Aspecten van het Middeleeuwse Romeinse Recht, hg. v. Waelkens, Laurent (= Iuris scripta historica 22). KVAB, Brüssel 2008. 134 S. Besprochen von Gunter Wesener.

 

Der Sammelband, herausgegeben von Laurent Waelkens, vereinigt sechs Beiträge zum mittelalterlichen römischen Recht.
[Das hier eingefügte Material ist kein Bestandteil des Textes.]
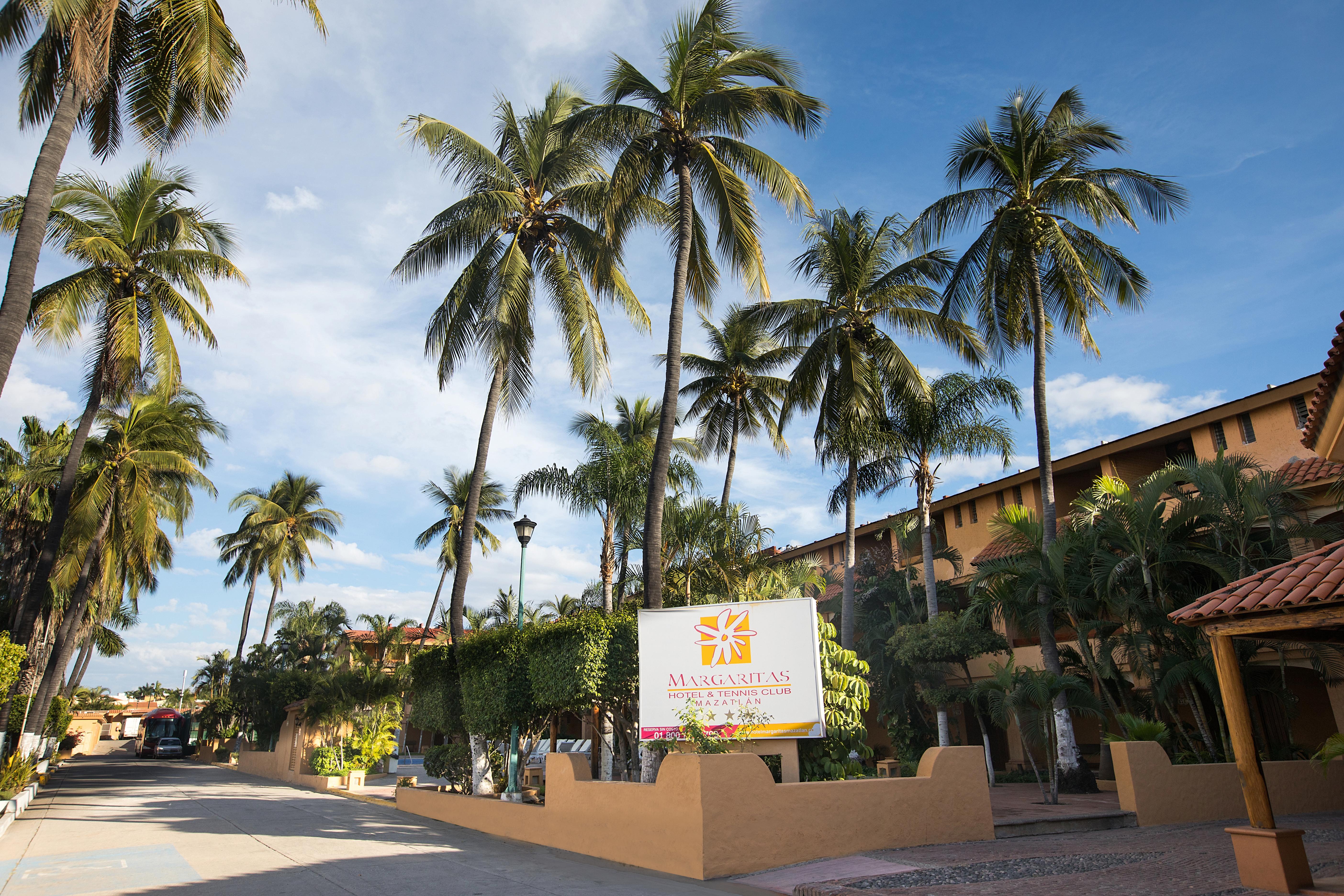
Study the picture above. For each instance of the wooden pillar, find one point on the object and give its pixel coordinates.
(1240, 729)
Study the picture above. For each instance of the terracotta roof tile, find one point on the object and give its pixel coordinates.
(1311, 469)
(1320, 405)
(1312, 578)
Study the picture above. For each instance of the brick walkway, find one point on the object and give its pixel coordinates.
(1014, 802)
(1195, 860)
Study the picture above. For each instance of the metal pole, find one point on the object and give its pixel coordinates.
(514, 760)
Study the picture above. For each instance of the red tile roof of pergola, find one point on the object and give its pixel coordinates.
(1310, 580)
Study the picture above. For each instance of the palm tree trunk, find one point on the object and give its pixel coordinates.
(733, 455)
(1077, 776)
(474, 502)
(271, 612)
(33, 228)
(671, 383)
(608, 563)
(70, 624)
(851, 492)
(932, 586)
(433, 606)
(252, 593)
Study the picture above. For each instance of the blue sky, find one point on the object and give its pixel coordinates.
(320, 366)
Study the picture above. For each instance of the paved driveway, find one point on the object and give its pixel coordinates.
(116, 824)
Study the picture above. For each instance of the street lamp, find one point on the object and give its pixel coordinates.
(525, 534)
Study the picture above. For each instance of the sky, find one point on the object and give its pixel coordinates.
(320, 366)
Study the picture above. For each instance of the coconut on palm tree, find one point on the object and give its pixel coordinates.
(1036, 271)
(736, 394)
(167, 68)
(452, 498)
(143, 258)
(873, 287)
(527, 225)
(683, 152)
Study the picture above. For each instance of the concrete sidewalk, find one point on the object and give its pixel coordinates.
(115, 824)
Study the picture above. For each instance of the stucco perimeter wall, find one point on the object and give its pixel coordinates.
(1160, 793)
(724, 815)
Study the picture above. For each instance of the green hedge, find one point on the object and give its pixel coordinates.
(439, 691)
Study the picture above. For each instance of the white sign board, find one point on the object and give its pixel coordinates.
(725, 657)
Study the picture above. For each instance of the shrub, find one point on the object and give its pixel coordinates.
(439, 691)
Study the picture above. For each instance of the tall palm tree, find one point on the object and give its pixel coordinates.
(685, 146)
(737, 394)
(871, 288)
(171, 68)
(1033, 269)
(290, 516)
(452, 498)
(525, 224)
(143, 257)
(142, 473)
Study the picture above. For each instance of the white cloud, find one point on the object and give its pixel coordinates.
(300, 199)
(343, 554)
(199, 543)
(1073, 399)
(26, 397)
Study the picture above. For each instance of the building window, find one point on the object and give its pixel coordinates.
(1220, 437)
(1300, 410)
(1244, 421)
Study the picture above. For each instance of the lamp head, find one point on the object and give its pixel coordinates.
(525, 530)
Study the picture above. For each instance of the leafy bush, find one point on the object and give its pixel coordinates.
(452, 762)
(332, 762)
(439, 691)
(845, 695)
(497, 687)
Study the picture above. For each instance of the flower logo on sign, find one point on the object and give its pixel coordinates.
(725, 639)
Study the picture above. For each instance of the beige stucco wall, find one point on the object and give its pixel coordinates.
(1165, 795)
(724, 815)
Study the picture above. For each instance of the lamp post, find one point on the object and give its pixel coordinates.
(525, 534)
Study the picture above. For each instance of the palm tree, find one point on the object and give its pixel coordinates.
(850, 362)
(525, 221)
(138, 245)
(1033, 271)
(142, 472)
(173, 66)
(452, 499)
(736, 394)
(686, 142)
(214, 675)
(290, 516)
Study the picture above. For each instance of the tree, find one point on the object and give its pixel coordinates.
(288, 518)
(143, 257)
(948, 420)
(171, 66)
(850, 362)
(452, 499)
(1033, 272)
(686, 143)
(142, 472)
(736, 394)
(523, 224)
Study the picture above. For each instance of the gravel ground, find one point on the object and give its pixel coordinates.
(1004, 870)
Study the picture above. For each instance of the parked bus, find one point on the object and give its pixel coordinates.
(163, 733)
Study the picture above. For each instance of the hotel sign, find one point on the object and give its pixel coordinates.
(725, 657)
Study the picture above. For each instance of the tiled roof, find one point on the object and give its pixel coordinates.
(1311, 469)
(1326, 392)
(1312, 578)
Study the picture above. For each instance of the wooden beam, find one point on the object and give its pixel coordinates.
(1240, 727)
(1310, 617)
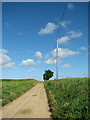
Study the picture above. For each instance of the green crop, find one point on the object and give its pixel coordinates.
(68, 98)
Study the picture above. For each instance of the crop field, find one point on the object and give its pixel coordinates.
(68, 98)
(11, 89)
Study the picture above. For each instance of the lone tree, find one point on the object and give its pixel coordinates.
(48, 74)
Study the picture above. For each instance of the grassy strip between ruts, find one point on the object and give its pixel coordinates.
(68, 98)
(11, 89)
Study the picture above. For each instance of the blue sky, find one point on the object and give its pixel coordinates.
(29, 33)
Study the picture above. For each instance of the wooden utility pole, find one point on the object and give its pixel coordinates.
(57, 60)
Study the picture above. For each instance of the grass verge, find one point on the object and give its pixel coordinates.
(11, 89)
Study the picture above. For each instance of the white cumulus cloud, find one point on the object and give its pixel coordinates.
(49, 28)
(51, 61)
(32, 69)
(38, 55)
(63, 40)
(64, 23)
(5, 60)
(46, 56)
(74, 34)
(28, 62)
(83, 48)
(66, 66)
(63, 52)
(70, 6)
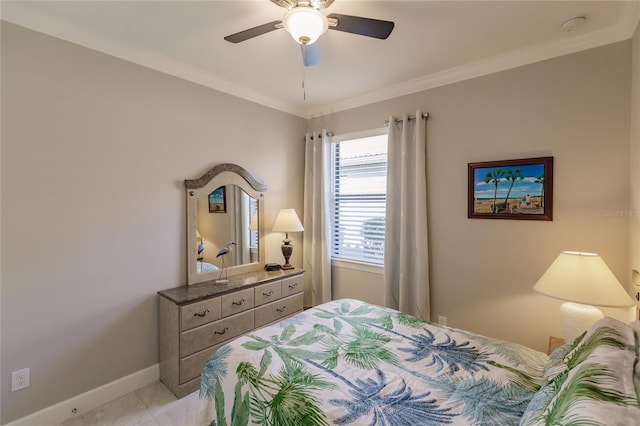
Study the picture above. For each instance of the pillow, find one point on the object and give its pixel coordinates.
(635, 325)
(590, 380)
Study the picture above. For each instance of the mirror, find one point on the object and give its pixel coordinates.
(224, 212)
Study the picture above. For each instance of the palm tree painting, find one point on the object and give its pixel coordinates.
(511, 189)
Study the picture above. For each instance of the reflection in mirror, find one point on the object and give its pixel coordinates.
(225, 213)
(224, 219)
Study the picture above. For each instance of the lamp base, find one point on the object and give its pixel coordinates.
(575, 319)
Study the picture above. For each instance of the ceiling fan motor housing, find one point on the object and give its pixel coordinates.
(305, 24)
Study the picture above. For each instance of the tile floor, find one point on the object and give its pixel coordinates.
(152, 405)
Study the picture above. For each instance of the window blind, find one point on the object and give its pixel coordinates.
(358, 192)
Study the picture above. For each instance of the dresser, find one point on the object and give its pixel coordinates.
(196, 320)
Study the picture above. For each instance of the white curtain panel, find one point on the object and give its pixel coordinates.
(316, 220)
(406, 257)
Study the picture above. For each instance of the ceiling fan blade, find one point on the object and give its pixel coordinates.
(368, 27)
(310, 54)
(253, 32)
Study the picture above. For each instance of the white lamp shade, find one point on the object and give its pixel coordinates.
(253, 225)
(583, 278)
(287, 221)
(305, 24)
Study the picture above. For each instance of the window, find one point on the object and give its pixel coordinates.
(358, 197)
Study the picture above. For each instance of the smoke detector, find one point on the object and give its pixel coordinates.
(573, 23)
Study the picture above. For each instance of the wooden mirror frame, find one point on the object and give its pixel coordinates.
(221, 175)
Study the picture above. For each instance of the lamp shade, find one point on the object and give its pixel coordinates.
(253, 225)
(305, 24)
(583, 278)
(287, 221)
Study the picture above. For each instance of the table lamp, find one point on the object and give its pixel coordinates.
(583, 278)
(287, 221)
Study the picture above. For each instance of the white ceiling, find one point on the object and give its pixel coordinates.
(433, 43)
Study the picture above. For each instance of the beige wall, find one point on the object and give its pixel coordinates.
(94, 151)
(574, 108)
(94, 154)
(634, 230)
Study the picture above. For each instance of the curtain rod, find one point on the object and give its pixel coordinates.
(330, 134)
(411, 117)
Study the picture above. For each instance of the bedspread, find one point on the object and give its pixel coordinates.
(349, 362)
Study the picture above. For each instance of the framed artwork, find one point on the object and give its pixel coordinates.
(218, 201)
(511, 189)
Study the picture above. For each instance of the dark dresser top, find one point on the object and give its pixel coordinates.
(195, 292)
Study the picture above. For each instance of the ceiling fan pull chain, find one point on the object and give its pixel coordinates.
(304, 89)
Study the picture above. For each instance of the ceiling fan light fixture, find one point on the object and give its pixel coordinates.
(305, 24)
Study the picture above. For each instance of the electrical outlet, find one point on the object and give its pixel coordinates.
(20, 379)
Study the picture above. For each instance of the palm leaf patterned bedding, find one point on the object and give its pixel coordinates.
(347, 362)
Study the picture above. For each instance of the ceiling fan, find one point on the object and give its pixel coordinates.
(304, 21)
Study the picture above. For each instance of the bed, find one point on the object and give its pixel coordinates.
(347, 362)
Es handelt sich um Vorträge, die vor einem „Contactforum“ der Königlichen Flämischen Akademie von Belgien für Wissenschaften und Künste am 17. Februar 2006 gehalten wurden.

 

Paola Maffei (Siena) behandelt in ihrem Referat (S. 3-15)[1] eine Sammlung von repetitiones und anderen Zeugnissen der Rechtsschule von Toulouse in Manuskripten der Kapitularbibliothek von La Seu d’Urgell, einer kleinen katalanischen Stadt in den Pyrenäen. Die Quellen über das Studium in Toulouse reichen vom letzten Viertel des 13. bis zum ersten Viertel des 15. Jahrhunderts. Die anonyme Collectio (Manuskript 2042), entstanden um 1280, umfasst dreizehn repetitiones, die auf zwölf lectiones matutinales beruhen, welche Konstitutionen des Codex und der Authentiken behandeln. Der Verfasser besitzt eine gute Kenntnis der zeitgenössischen Juristen; sehr häufig wird der französische Jurist Jean de Blanot (de Blanosco, † bald nach 1281) erwähnt, aber auch italienische Juristen wie Odofredus, Accursius und Azo werden zitiert. Wahrscheinlich ist der Verfasser der Collectio identisch mit Guillaume de Ferrières (Guillelmus de Ferrariis, † 7. Sept. 1295 zu Perpignan); eine Reihe von Indizien sprechen dafür. Ein stringenter Beweis lässt sich aber nicht erbringen.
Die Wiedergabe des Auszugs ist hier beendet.